(click to enlarge and see the glorious history of WaWa)
The store that gives so much and asks for so little in return. Time to cash in on your liquid crack. Sure, it’s only $1.79 you’ll be saving anyways, but that’s the genius of it. Go in for your free morning coffee and there’s no way you’re leaving without multiple goodies. Impossible to be waiting at the counter and not get a breakfast sandwich. Once that Bacon Egg & Cheese on a bagel box is staring into your soul it’s checkmate, diabetes. And that’s he way it should be.
The 5 Greatest Things About WaWa:
5) To-Go Meals/Breakfast Sandwiches
Not the best sandwiches, wraps and salads in the land, but dammit if they aren’t good enough. Pick up a Sausage Egg & Cheese Biscuit or Spicy Turkey Wrap and call it a meal. Who cares if it’s coming out within an hour anyways. Dropping heat while on the clock is as an encouraged and as American as it gets.

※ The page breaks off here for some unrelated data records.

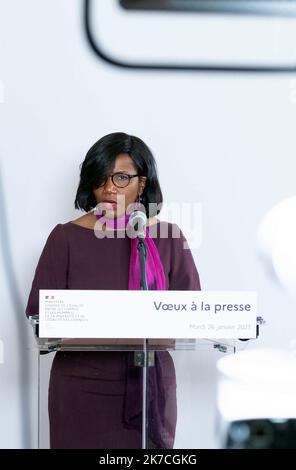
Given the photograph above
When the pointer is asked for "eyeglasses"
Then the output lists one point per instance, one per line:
(120, 180)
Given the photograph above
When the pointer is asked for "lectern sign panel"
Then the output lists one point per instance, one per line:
(146, 314)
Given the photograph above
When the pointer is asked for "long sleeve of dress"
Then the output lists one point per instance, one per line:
(52, 268)
(183, 274)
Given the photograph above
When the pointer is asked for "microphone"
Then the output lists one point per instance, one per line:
(138, 221)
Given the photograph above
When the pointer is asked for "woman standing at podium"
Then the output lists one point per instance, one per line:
(95, 398)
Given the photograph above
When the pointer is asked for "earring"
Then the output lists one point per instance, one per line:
(138, 201)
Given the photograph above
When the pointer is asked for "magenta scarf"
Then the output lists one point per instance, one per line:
(154, 267)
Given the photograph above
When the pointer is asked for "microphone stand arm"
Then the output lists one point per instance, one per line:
(144, 286)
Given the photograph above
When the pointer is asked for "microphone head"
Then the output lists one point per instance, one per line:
(138, 221)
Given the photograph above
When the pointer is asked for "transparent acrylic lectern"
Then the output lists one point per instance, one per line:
(191, 426)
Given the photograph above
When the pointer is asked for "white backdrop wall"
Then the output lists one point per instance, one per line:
(226, 141)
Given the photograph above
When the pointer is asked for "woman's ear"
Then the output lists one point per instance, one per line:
(143, 180)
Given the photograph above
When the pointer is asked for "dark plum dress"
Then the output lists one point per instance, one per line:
(95, 398)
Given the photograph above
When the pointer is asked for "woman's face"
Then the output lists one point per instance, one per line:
(120, 198)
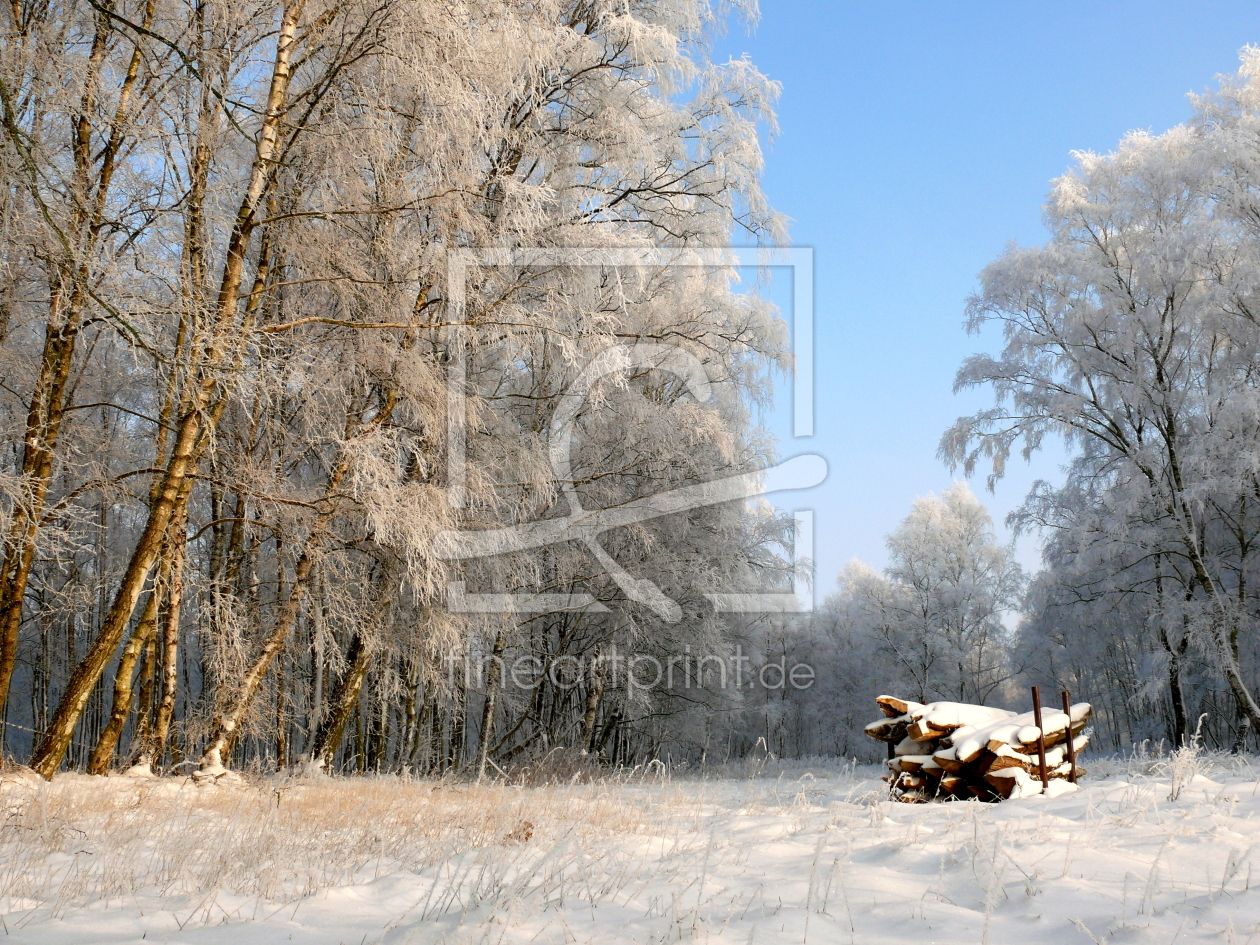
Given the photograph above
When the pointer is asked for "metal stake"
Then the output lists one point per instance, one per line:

Cheap, convenient and quick. Walk in to get your fix and you’re out within 45 seconds if you know what you’re doing. Sadly there are a lot of people who don’t know what the fuck they’re doing. Hit up a WaWa for coffee during morning rush hour and you will see at least a dozen lost puppies who might as well be in a foreign country during wartime. Not that hard to decide on a cream, people. Pick it up.
3) Free ATM
BY FAR the most underrated aspect of WaWa. It’s outrageous what certain banks or bars charge to access your own money. If you’re a warm blooded male and spend your fair share of time in strip clubs and casinos like you should, you know the fees are borderline sexual assault. Best stop by a WaWa first to get out the cash you’re regrettably spend later anyways.
And it’s 2014. Call it an ATM. I know it’s an old school local thing but if you need to go “Tap MAC” that’s probably the only good thing you’ve tapped in decades. Or you’re from Delco. Similar fates.

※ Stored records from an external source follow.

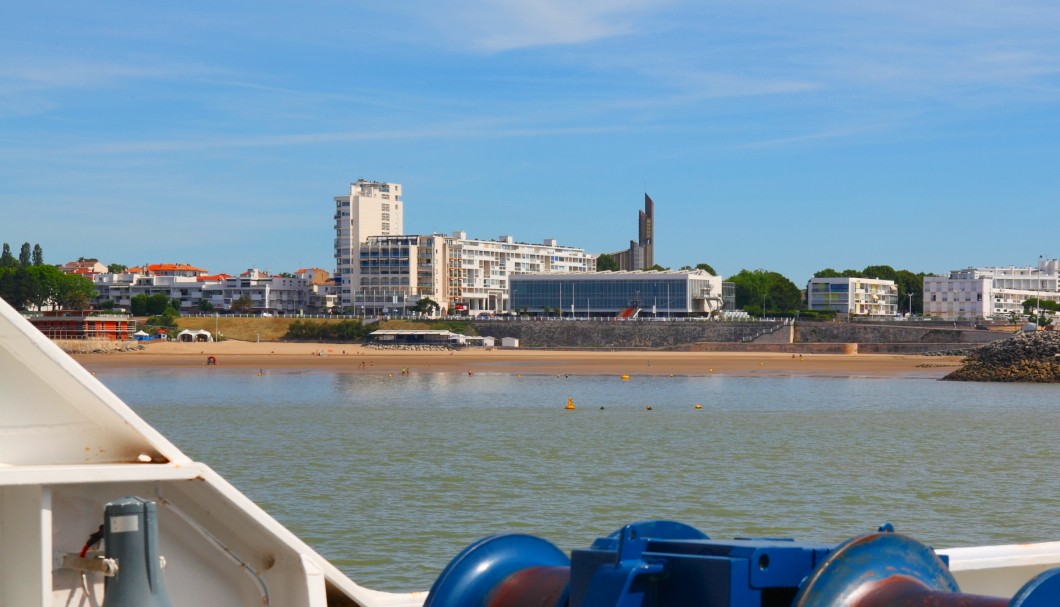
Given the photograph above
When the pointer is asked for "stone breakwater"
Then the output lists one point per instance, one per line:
(1031, 357)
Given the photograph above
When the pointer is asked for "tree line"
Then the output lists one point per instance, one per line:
(764, 292)
(28, 282)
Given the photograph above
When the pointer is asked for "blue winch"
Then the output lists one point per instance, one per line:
(666, 564)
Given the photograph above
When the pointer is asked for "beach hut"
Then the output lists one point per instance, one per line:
(194, 335)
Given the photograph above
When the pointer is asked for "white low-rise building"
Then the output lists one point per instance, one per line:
(461, 274)
(267, 293)
(852, 296)
(996, 292)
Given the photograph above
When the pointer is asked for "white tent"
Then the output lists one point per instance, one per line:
(196, 335)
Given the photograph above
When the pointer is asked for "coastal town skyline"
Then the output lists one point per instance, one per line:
(772, 137)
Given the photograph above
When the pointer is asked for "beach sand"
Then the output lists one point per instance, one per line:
(275, 355)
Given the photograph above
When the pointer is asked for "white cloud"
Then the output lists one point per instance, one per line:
(498, 25)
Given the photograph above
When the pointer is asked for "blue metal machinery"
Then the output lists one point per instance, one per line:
(665, 564)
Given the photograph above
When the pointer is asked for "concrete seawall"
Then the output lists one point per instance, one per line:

The staple of WaWa. Have eaten more Shorti’s in my lifetime than home cooked meals, and I know I’m not alone in that boat. The quality has dipped over the past half decade or so, but the hoagies are still above average. Never were on Primo’s level but still toasts the nuts off of any Subway or convenience store sandwich known to man. Plus Hoagiefest songs are better than 90% of the happy crap out on the airwaves today. Jams ahoy.
1) The Actual Convenience
Everything it tailored to get you what you need and get you the fuck out. Gas, food, drink, money, condoms, toiletries, freedom. Immaculate place even offers free air for your tires. Like a mini-Walmart but efficient and not filled with people who shouldn’t be allowed to vote and/or breed. Plus if you live within 50 miles of Philadelphia there is a WaWa literally on every corner. A spot that has almost everything you need and you can’t swing a dead cat without hitting one. Gotta love it.